PSD blog draws attention to an article by Rebecca Wilder which highlights the need for India (and Brazil) to increase its savings rates in order to boost overall investment and, in turn, worker productivity. This assumes importance if India is to capitalize on its large, young, and rapidly growing (adding 13 m workers every year) workforce.
In an FT blog post, Shankar Acharya has argued that the restrictive labour laws (especially on hiring and firing them), and preferential treatment and reservations for small scale industries encourage Indian manufacturing units to "stay small". A multiplicity of labor laws (46 central and over 200 state labor laws) only adds to the problems of the businesses. Further, indirect tax regimes favoring the small enterprise have suppressed scale and encouraged firms to remain small.
Difficulty in accessing capital and poor infrastructure facilities - especially in access to transport, electricity and water - only exacerbates the problems. This prevents them from taking advantages of the classic industrial economies of scale and scope and also keeps productivity enhancing capital investments at a minimum. Further, many of these regulations and controls also disincentivizes businesses from coming into the formal sector and thereby avoid conforming to the restrictive regulations, especially on hiring labor.

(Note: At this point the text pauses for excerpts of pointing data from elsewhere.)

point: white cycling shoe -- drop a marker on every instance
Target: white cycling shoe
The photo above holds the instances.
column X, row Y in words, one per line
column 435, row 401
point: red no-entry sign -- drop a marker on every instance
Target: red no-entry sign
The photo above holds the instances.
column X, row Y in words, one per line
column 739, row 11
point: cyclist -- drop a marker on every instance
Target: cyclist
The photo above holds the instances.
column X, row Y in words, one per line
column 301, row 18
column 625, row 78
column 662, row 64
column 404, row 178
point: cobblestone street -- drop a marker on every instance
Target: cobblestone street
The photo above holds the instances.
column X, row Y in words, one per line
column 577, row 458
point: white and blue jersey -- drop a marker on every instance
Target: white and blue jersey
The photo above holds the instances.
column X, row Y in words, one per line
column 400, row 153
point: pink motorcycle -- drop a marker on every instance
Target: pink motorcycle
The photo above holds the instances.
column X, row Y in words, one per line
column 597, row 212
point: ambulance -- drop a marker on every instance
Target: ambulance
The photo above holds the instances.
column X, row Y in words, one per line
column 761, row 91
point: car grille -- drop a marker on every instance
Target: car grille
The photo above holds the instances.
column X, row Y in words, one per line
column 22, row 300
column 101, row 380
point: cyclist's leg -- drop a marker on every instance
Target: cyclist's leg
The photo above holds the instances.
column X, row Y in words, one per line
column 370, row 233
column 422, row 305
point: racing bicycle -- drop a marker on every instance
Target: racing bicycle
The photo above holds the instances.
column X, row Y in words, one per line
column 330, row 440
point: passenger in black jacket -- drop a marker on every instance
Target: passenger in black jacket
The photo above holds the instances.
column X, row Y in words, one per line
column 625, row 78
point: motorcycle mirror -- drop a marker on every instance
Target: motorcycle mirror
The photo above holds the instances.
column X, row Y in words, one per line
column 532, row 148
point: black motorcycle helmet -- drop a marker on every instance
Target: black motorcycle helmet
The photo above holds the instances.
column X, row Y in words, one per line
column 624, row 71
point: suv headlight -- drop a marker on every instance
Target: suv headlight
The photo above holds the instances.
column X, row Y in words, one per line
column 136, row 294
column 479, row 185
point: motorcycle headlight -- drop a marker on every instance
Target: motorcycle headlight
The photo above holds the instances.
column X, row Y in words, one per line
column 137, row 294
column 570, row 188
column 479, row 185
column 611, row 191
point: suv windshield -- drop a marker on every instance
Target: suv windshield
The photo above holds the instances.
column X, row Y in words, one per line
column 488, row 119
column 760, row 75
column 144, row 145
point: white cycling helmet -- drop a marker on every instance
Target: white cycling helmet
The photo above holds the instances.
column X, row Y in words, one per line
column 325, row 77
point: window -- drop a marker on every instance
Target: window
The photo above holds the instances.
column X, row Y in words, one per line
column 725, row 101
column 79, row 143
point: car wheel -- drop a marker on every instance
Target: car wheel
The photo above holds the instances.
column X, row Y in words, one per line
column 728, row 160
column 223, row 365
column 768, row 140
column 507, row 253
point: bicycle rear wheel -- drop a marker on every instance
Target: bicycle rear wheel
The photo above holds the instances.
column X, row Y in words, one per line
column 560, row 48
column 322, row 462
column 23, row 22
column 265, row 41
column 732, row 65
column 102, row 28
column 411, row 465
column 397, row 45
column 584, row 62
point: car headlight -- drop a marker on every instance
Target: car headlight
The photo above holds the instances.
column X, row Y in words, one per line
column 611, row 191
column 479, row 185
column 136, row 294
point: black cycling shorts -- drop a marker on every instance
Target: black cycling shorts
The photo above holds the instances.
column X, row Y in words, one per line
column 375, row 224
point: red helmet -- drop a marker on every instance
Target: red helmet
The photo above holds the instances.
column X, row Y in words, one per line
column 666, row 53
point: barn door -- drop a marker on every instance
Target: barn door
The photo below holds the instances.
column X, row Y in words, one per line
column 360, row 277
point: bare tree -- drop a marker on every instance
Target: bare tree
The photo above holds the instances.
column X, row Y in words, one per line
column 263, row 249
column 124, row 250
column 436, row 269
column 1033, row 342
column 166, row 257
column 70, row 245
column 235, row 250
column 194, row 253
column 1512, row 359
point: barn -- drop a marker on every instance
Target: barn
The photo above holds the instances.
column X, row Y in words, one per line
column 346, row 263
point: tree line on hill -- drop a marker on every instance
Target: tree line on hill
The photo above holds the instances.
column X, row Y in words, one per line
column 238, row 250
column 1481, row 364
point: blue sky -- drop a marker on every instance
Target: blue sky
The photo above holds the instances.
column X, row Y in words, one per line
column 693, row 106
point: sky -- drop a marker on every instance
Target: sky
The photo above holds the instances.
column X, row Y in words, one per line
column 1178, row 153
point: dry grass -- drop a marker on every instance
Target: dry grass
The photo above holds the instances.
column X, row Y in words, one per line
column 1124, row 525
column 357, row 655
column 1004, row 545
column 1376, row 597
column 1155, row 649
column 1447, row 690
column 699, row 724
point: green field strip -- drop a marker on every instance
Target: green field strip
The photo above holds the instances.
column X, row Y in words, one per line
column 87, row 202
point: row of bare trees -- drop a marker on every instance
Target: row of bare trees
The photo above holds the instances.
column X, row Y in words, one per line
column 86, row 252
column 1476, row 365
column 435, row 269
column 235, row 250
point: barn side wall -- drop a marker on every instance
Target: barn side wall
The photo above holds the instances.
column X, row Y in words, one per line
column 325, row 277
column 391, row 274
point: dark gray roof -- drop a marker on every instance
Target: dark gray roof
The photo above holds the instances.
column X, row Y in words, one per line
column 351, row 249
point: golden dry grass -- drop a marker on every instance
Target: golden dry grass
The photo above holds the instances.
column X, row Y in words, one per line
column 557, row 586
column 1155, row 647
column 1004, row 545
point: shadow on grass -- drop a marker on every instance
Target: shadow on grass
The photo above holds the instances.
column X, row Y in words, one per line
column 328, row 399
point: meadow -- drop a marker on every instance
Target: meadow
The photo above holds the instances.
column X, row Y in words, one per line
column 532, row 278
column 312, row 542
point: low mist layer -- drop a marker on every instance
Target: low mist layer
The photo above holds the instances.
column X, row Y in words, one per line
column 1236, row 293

It is therefore no surprise that the capital stock per worker is much lower for India (and Brazil) in comparison with China. Given its low productivity base, even incremental increases in investments will lead to dramatic improvements in productivity.
Though investment spending as a share of GDP has been growing...
... it is increasingly coming from the sharp rise in FDI inflows.
It is therefore important that India increase its domestic savings substantially, so as to boost capital investments and increase its capital stock, which would in turn increase labor productivity.
While there have been improvements, the household savings have been relatively stagnant for the past few years. In fact the increases in savings have been due to the increase in public sector savings, something which is likely to be adversely affected by the economic slowdown.